Natural numbers can’t be negative.

Hence,

The required number = x = 8

 

 

 

 

Question 23. If Zeba was younger by 5 years than what she really is, then the square for her age (in years) would have been 11 more than five times her actual age. What is her age now?

Answer 23:

Assume Zeba’s age = x

As per the question,

(x-5)²=11+5x

x²+25-10x=11+5x

x²-15x+14=0

x²-14x-x+14=0

x(x-14)-1(x-14)=0

x=1 or x=14

We have to ignore 1 like 5 years younger than 1 can’t happen.

Hence, Zeba’s present age = 14 years.

 

 

 

Question 24. Show the following situations in the form for quadratic equations:

(i) The area for a rectangular plot is 528 m2. The length for the plot (in metres) is one more than twice the breadth.
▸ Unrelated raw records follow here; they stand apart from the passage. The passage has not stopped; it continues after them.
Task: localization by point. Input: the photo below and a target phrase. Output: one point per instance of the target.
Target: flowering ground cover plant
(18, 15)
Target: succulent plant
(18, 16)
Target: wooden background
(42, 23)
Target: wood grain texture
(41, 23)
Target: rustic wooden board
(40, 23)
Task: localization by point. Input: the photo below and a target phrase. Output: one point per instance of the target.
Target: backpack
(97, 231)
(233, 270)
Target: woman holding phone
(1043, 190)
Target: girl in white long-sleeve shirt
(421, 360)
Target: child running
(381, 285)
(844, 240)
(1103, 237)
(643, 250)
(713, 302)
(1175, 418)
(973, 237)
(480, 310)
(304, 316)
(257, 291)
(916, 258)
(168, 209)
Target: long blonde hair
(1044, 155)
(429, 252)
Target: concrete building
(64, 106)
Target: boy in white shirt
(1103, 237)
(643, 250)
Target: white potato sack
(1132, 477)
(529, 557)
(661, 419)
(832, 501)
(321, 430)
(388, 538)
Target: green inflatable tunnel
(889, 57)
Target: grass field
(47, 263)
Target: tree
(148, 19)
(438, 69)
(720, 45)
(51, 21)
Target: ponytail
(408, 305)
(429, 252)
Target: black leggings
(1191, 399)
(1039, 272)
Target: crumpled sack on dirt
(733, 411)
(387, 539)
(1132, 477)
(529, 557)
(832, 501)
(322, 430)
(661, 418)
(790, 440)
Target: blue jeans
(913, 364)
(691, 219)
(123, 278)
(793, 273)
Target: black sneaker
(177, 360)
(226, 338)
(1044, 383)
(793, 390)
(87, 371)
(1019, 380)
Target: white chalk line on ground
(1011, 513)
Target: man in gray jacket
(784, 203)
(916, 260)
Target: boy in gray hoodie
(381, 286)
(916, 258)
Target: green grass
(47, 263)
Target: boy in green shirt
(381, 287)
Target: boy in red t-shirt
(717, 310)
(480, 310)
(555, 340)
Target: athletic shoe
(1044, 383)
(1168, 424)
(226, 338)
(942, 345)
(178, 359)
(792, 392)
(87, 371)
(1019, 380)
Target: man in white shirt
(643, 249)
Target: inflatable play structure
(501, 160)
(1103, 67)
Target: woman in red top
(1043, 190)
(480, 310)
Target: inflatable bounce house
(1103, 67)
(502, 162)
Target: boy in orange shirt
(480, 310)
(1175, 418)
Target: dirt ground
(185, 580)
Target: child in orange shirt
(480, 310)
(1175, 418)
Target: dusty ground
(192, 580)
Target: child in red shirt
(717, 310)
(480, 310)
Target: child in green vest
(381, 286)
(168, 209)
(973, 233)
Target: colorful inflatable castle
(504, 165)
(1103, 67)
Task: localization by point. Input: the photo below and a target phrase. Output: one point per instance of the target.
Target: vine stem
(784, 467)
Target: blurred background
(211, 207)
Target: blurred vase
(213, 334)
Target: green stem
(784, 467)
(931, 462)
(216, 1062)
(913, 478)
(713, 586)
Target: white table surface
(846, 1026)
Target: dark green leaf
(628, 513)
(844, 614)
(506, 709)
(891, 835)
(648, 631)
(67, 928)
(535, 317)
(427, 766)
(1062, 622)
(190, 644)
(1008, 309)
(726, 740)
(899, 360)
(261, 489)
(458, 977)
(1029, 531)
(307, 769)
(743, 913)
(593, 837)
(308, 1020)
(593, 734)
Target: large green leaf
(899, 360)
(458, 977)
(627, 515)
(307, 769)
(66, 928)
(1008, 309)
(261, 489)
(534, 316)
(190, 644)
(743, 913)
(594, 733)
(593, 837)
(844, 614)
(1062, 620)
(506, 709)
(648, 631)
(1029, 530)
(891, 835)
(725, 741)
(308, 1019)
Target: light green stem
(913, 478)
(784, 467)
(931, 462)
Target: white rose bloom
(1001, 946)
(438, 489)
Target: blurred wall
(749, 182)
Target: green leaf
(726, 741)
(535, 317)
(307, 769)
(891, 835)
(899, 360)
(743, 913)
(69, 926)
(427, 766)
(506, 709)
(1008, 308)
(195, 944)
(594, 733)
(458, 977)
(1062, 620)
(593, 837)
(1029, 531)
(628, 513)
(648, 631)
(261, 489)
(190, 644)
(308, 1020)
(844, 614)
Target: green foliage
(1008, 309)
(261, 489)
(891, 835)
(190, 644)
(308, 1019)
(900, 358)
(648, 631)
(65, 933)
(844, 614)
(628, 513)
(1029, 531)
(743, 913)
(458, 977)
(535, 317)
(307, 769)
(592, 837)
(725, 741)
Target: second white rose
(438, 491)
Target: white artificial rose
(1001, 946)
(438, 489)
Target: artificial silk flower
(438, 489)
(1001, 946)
We need to find out the length and breadth of the plot.

(ii) The product for two consecutive positive integers is 306. We need to find out the integers.
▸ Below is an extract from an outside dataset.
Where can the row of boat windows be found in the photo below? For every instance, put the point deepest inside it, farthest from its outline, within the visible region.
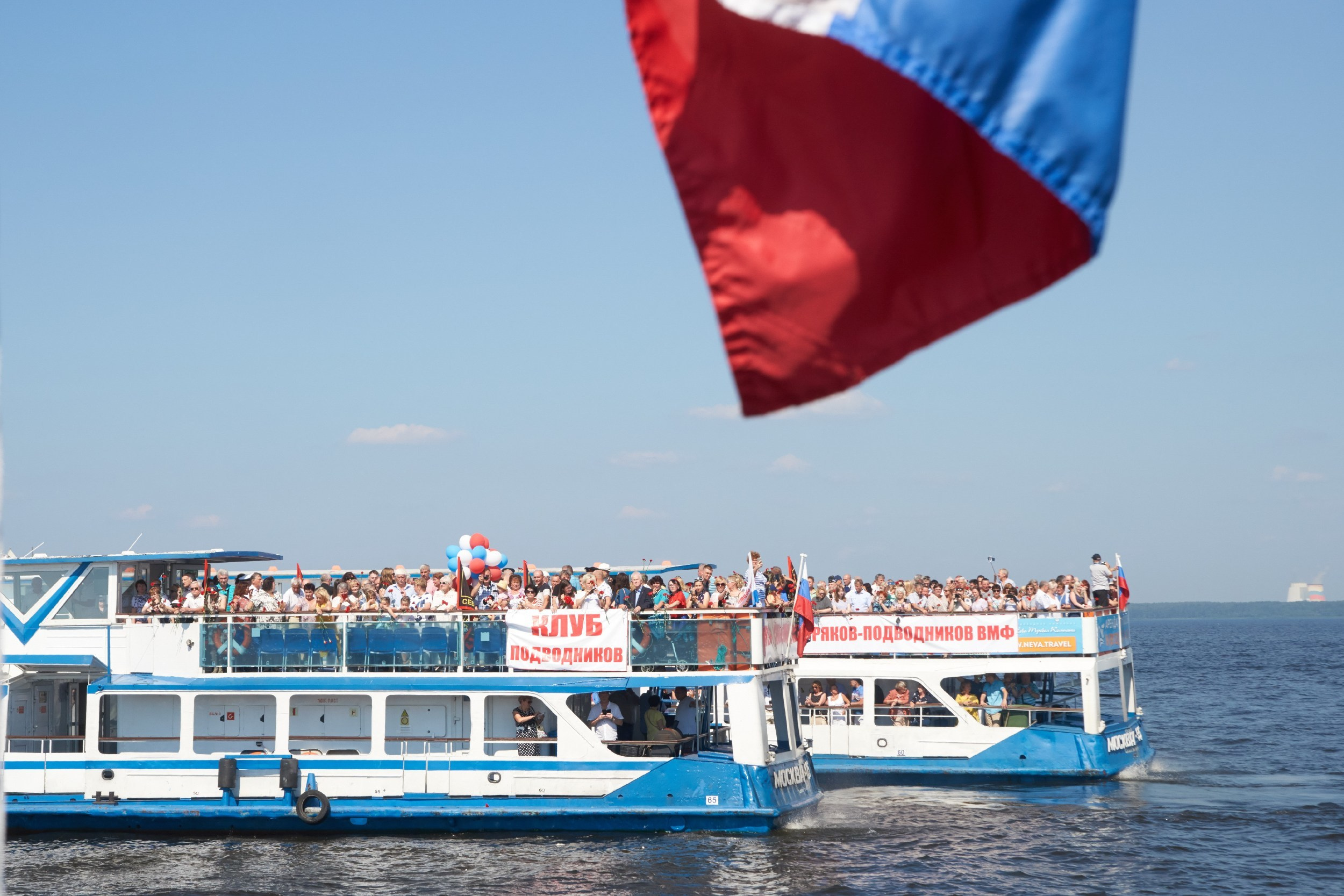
(342, 725)
(993, 699)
(iii) Rohan’s mother is 26 years older than him. The product for their ages (in years) 3 years from now will be 360. We would like to find out Rohan’s present age.
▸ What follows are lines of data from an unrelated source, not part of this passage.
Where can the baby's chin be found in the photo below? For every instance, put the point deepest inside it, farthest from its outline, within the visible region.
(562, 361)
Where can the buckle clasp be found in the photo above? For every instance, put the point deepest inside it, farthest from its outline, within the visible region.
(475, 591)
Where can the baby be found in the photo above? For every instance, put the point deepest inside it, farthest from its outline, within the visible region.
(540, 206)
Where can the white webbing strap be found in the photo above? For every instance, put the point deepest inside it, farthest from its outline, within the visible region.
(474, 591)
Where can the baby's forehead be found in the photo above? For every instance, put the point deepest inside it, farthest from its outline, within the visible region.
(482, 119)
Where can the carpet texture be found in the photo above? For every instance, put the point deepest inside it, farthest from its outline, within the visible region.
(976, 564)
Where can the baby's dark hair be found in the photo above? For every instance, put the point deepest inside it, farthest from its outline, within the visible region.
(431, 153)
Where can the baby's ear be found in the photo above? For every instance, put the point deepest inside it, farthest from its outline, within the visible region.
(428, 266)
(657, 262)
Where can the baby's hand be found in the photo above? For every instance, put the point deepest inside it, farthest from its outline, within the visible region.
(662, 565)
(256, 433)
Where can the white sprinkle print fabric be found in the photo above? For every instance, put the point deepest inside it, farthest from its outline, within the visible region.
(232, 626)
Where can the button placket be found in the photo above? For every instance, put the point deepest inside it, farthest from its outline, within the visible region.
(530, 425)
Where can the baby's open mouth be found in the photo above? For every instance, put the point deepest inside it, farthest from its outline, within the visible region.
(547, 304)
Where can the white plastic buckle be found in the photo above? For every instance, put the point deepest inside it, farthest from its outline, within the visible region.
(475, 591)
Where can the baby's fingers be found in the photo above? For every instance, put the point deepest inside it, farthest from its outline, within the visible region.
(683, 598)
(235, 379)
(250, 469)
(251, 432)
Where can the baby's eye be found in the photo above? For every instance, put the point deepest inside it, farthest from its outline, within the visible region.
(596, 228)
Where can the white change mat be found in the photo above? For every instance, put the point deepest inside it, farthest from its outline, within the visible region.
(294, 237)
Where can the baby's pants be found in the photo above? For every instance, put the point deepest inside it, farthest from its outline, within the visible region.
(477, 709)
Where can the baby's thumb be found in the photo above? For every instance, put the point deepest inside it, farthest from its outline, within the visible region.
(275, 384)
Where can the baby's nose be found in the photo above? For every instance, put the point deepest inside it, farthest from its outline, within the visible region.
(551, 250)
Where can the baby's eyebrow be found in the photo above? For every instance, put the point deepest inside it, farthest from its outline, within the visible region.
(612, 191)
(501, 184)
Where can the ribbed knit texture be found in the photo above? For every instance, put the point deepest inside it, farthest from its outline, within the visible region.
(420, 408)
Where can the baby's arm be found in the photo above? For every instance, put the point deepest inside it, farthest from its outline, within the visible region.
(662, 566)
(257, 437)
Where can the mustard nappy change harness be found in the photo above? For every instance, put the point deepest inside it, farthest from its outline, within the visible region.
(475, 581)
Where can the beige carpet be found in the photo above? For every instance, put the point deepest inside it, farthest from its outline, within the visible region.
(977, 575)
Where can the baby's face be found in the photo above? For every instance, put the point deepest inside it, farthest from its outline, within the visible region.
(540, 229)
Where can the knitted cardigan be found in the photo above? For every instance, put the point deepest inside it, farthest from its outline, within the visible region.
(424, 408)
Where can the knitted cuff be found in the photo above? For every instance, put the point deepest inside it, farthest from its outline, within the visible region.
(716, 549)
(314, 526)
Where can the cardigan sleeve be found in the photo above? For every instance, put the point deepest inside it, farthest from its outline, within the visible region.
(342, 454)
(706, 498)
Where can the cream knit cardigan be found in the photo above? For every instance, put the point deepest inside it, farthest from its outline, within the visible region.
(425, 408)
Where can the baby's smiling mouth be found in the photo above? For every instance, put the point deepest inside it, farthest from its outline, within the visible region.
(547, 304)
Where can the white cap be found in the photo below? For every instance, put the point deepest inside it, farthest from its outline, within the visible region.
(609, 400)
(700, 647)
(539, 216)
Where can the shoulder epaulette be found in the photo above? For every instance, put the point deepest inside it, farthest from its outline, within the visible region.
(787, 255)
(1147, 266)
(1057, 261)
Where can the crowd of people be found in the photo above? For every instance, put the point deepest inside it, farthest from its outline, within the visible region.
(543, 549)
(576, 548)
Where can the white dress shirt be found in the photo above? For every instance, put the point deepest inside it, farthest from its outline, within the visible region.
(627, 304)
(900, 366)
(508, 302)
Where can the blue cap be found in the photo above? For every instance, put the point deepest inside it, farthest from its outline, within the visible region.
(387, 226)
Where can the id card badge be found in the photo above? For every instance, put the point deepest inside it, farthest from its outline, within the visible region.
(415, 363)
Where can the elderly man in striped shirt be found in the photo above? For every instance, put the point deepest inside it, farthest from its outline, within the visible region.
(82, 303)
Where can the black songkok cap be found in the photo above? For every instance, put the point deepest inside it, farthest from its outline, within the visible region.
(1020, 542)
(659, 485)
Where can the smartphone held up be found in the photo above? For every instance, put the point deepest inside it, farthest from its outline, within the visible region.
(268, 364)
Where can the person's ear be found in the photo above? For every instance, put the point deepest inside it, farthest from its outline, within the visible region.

(iv) A train travels a distance of 480 km at a constant speed. If the speed had been 8 km/h less, what would be the speed of the train?

Answer 24:

(i) We can consider,

Breadth for the rectangular plot = x m

Therefore, the length for the plot = (2x + 1) m.

As we get,

Area for the rectangle = length × breadth = 528 m2

Substituting the value for the length and breadth for the plot in the formula, we find,

(2x + 1) × x = 528

2x2 + x =528

2x2 + x – 528 = 0

Hence, the length and breadth for the plot satisfy the quadratic equation, i.e. 2x2 + x – 528 = 0, which is the required representation for the problem mathematically.

(ii) We can consider,

The first integer number is = x

Therefore, the next consecutive positive integer can be = x + 1

Product for two consecutive integers = x × (x +1) = 306

 x2 + x = 306

x2 + x – 306 = 0

Hence, the two integers x and x+1, satisfy the quadratic equation, x2 + x – 306 = 0, which is the required representation for the problem mathematically.

(iii) We can consider,

Age for Rohan’s = x  years

Hence, according to the given question,

Rohan’s mother’s age is = x + 26

After the 3 years,

Age for Rohan’s = x + 3

Age for Rohan’s mother will be = x + 26 + 3 = x + 29

The product for their ages after 3 years will be same as the 360, so that

(x + 3)(x + 29) = 360

 x2 + 29x + 3x + 87 = 360

x2 + 32x + 87 – 360 = 0

x2 + 32x – 273 = 0

Hence, the age for Rohan and his mother satisfies the quadratic equation, I e. x2 + 32x – 273 = 0, which is the needed representation for the problem mathematically.

3

(iv) We can consider,

The speed of train = x  km/h

Or

Time taken for travelling 480 km = 480/x km/hr

According to the second condition, 

the speed of train = (x – 8) km/h

We also have

 The train will take 3 hours for covering r the same distance.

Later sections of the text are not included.